Ohne solche HT-Abzweige ist eine fachgerechte und sichere Sanitärinstallation undenkbar. Überall, wo Abwässer durch Fall-Rohre entsorgt werden, kommen diese Abzweigrohre zum Einsatz, um beispielsweise beliebig viele Verbraucher (vorzugsweise in mehreren Etagen) an das vorhandene Entsorgungssystem anzubinden.

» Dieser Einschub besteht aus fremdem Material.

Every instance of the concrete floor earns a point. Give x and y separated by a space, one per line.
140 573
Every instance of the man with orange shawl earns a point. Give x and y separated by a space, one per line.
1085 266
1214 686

Die verschiedenen Winkel-Modelle berücksichtigen dabei alle baulich erdenklichen Abwasserzuführungen, ganz gleich, ob sie nun geringfügig oder erheblich über dem geplanten HT-Abzweig liegen.
HT-Abzweige bestehen aus so genanntem Polypropylen (auch Polypropen), einem Thermoplast-Werkstoff mit besonderen Eigenschaften. Insbesondere die Resistenz gegenüber aggressiven organischen Lösungen, Laugen, Säuren und Fetten sowie die Beständigkeit gegen heiße Flüssigkeiten und Feuer macht das mit PP abgekürzte Material ideal für derartige Anwendungen. Außerdem sind die Abzweige geruchlos und hautfreundlich, was die Verarbeitung erleichtert.
Abhängig von den Bedingungen vor Ort können HT-Abzweige mit verschiedenen Winkeln eingesetzt werden. Erhältlich sind Abzweige mit Winkeln von 45˚, 67˚und 87˚. Auch bei den Rohleitungen selbst erlauben die unterschiedlichen Größen vielfältige Verwendungsmöglichkeiten. Die Bezeichnung der Abzweige leitet sich vom jeweiligen Außendurchmesser des Abwasserrohres ab (= Nennweite) und entspricht mit 50 mm (DN 50), 75 mm (DN 75) und 110 mm (DN 110) ebenso wie die verschiedenen Winkel der ISO-Norm. Dabei hat die Ausführung mit dem 45˚-Winkel zwar den kleinsten Winkelwert, aber das größte Gefälle. HT-Abzweige mit 87˚ sind dagegen schon beinahe rechtwinklig.